He left the country with an extensive state structure – the first in Iran’s two thousand years. It has been said of Stalin that he inherited a country with a wooden plough and left it with the atomic bomb. It can be said of Reza Shah that he took over a country with a ramshackle administration and left it with a highly centralized state. In assessing him, historians, especially Iranian ones, have invariably raised two loaded questions.

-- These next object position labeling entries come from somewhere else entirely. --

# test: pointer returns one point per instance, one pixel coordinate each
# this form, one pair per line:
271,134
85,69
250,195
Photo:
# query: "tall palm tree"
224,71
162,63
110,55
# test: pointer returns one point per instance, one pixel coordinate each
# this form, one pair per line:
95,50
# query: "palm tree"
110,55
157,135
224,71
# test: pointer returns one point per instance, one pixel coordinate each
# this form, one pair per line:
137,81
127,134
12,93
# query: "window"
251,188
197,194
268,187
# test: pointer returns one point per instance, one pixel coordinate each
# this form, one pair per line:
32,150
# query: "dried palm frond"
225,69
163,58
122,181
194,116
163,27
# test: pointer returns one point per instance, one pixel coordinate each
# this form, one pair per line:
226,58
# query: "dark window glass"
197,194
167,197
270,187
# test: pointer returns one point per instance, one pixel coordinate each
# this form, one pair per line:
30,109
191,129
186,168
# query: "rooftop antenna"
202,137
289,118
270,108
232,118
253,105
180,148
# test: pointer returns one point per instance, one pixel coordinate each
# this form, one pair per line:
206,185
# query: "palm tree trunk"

Was he a true patriot or a British “agent”? Was he comparable to other contemporary strongmen, especially Ataturk and Mussolini? The first question was made obsolete by later events – especially his removal by the British. The second is anachronistic since these other rulers had inherited centralized states. A more apt comparison would be with the Tudors, early Bourbons, or sixteenth-century Habsburgs – monarchs whose goal had been to create centralized states.
Reza Shah drove like a steamroller toward this goal, crushing all opposition, whether from the left or right, from the center or the provinces, from the aristocratic notables or the nascent trade unions. A man of few words, he had little time for rhetoric, philosophy, or political theory. The main ideological baggage he carried stressed order, discipline, and state power.
He conflated his own persona with the monarchy; the monarchy with the state; and the state with the nation. Not averse to harnessing religion, he gave the state a motto containing three words: Khoda (God), Shah, and Mehan (Nation). Some quipped that as his power increased, the middle word rose to dwarf the other two.
In his eyes, however, the trinity was so interwoven that opposition to him was tantamount to opposition to the state, the nation, and even religion. In other words, political dissent was tantamount to subversion and treason.